PART 9 – Le silence de Lison

Lison-attente

Souvenons-nous de ce dernier épisode où Lison faisait le guet devant le lieu de travail de Simon.

Que lui est-il arrivé à ce moment là ?

Lison a été retrouvée sans connaissance au volant de sa voiture, par les pompiers, suite à l’appel d’un habitant qui avait repéré un véhicule stationné avec une personne à l’intérieur.

Lison a été emmenée à l’hôpital. Elle y est restée plusieurs semaines, puis admise en maison de repos.

Nous n’avions plus aucune de ses nouvelles car elle n’avait pas supporté cette impuissance dans laquelle elle se trouvait face à l’absence de Simon.

Nous retrouvons Lison affaiblie après plusieurs mois d’hospitalisation, ce qui nous explique ce silence.

D’une nature anxieuse, Lison se sentait souvent fautive, coupable, responsable de ce que les autres pouvaient penser d’elle ou ressentir à cause d’elle.

D’ailleurs, elle était plus dans le « à cause de moi », que dans le « grâce à moi ».

Elle redoutait d’entendre : « tu m’as déçu » car ces trois mots avaient sur elle un effet dévastateur. Pour éviter de les entendre, Lison essayait en permanence d’être dans la perfection. De ne pas déranger, de répondre aux attentes et besoins des autres, de les devancer même parfois dans le but de faire plaisir et de s’entendre dire : « tu es adorable ». Lorsqu’elle entendait cette phrase à son sujet, elle se sentait bien.

Alors vous comprendrez que la situation dans laquelle elle s’est trouvée, par rapport à l’absence de réponse de Simon, a pu être insupportable pour elle.
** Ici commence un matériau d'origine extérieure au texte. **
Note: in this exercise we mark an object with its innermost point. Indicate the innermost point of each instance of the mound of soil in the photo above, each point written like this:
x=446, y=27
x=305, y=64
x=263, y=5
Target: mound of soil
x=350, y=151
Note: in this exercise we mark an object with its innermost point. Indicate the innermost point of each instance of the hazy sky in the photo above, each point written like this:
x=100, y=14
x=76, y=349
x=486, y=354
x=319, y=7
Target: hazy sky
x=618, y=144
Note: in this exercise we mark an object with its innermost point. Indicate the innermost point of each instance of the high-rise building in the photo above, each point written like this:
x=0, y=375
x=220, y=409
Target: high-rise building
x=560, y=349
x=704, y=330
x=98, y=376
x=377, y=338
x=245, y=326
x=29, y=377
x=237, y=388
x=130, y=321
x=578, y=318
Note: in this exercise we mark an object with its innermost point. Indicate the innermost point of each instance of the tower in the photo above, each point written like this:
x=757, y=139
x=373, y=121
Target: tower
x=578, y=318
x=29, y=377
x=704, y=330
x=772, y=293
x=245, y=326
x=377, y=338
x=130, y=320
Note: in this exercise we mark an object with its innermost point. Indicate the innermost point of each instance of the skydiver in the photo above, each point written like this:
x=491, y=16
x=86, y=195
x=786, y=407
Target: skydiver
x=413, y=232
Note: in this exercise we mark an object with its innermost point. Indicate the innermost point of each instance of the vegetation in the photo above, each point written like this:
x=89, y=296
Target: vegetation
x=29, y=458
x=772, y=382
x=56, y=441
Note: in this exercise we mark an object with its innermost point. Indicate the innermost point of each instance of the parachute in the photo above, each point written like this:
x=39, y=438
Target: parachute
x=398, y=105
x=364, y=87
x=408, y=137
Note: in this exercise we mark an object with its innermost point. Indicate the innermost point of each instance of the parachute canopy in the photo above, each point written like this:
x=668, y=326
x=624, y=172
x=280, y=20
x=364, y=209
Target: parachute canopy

Ce qui l’a conduite à cet évanouissement au volant de sa voiture, évanouissement qui l’a anéantie car Lison semble s’être éteinte.

Elle n’a pas encore repris le travail, elle vit toujours avec sa mère qui se sent démunie face à cette jeune femme vivante à l’extérieur mais qui semble morte à l’intérieur.

Lison avait investi sa relation avec Simon. Elle se projetait avec lui. A-t-il eu peur ? Lui a-t-il menti ? S’est-il enfuit ? Est-il mort ? Nombreuses sont les hypothèses.

Regard du thérapeute :

L’estime de soi et la confiance en soi sont les fondements de nos états d’être. En effet, la critique des autres peut, pour certains, peser plus lourdement dans leur état d’être et conduire vers le mal-être.

Avant de naître, l’enfant fait l’objet de nombreux échanges entre les personnes qui l’entourent. Ou plutôt, qui entourent sa mère qui le porte, voire le transporte vers la vie.

Il est témoin, presque invisible, des propos tenus à son égard. Notamment de multiples hypothèses ou certitudes concernant les enfants que peuvent avancer avec aplomb certaines personnes.

Alors qu’il n’est pas encore né, selon le déroulement de la grossesse de sa mère, il pourra entendre dire « Il faut espérer qu’il soit moins agité lorsqu’il sera sorti » ou aussi «s’il te laisse aussi tranquille lorsqu’il sera sorti que pendant ta grossesse, tu auras de la chance ».

Certains d’entre nous sont remplis de certitudes, alors que pourtant, nous devrions n’émettre que des hypothèses car la nature humaine est imprévisible. Les sciences humaines ne sont pas des sciences exactes comme peuvent l’être les mathématiques.

Toutefois, certifier peut être rassurant car ainsi il n’y a pas d’incertitude.